Son projet allait loin, beaucoup plus loin que ce monde urbain, péri-urbain, banlieusard, au cadastre arlequiné de mosaïque. Il l’avait claironné et ne pouvait se dédire, il devait remonter à la source au sens propre du terme, remonter à la source de cette rivière au cours paresseux d’apparence qu’il avait choisie comme on choisit une fiancée, en cela qu’il n’avait rien choisi du tout, que les choses arrivent, on s’aperçoit qu’on est marié et on en est très heureux, on n’aurait pas imaginé autrement ; ainsi de cette rivière qui l’avait conquis il ne sait comment et il sait qu’il ne saura jamais. Mais il marche et il est heureux de marcher à ses côté et ne peut imaginer marcher ailleurs.


Il va la remonter jusqu’à sa source, il a bien insisté, au sens propre c’est-à-dire au sens figuré forcément. Remonter à la source de toutes choses, en premier lieu de soi-même, à la source de toi-même marcheur infatigable des chemins de halage.

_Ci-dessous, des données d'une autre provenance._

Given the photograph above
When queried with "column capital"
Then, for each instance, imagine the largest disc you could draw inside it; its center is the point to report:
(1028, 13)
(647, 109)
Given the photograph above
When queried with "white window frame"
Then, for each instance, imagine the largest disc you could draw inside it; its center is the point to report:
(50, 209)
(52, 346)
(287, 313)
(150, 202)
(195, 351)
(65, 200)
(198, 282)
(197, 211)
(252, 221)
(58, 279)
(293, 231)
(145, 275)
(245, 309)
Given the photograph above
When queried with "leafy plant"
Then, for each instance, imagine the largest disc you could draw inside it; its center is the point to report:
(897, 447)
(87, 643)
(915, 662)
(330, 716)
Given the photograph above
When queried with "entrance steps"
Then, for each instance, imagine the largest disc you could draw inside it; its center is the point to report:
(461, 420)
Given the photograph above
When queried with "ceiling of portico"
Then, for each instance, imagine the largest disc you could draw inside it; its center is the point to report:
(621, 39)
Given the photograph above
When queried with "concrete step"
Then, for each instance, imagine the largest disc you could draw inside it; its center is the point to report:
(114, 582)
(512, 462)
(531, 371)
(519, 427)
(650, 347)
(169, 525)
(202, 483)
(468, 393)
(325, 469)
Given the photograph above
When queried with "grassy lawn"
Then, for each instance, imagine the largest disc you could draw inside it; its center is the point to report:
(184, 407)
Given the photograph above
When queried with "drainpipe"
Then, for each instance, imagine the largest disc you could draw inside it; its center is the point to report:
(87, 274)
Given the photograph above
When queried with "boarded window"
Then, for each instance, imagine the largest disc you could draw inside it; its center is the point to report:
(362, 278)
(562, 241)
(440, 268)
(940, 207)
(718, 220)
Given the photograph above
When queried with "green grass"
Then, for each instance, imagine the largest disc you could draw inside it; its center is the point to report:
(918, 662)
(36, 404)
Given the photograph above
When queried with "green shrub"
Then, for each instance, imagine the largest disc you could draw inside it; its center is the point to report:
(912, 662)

Personne n’y peut rien, l’automne suit l’été et octobre vient après septembre. La banlieue s’éclaircit, les jardins font place aux immensités céréalières. Les grosses fermes se ferment comme leur nom l’indique, et comme il n’y a plus personne, il n’y a ni hôtel ni auberge ni cabanon. Le remonteur de source était inquiet du ciel qui se couvrait et de l’humidité qui commençait sérieusement à lui ronger les os, cette humidité de vallée dont le plateau était dépourvu mais où le vent frisquet aurait aggravé son cas. Sans compter que sa promesse de longer la rive aurait été trahie de s’en écarter autant, alors va pour l’humidité.


La nuit était presque tombée. Nulle écluse, nulle lumière, pas même un petit bateau couvert. Avisant un recoin de broussailles, il y jeta son sac à dos pour se ménager un nid, et aussitôt le sac à dos se déploya pour former une jolie tente douillette qui lui tendit les bras en murmurant : « aies confiance, n’aies pas peur, je suis là, je te garde ». Il l’avait oublié, ce sac à dos lui avait été offert par sa femme pour cette marche. Elle lui avait dit « tu verras, ainsi je t’accompagnerai et tu seras à l’abri ». Il n’avait pas compris sur le champ mais il l’avait embrassée tendrement.


Quechua qui mal y pense, il dormit profondément et repartit frais et dispos le lendemain pour de nouvelles aventures.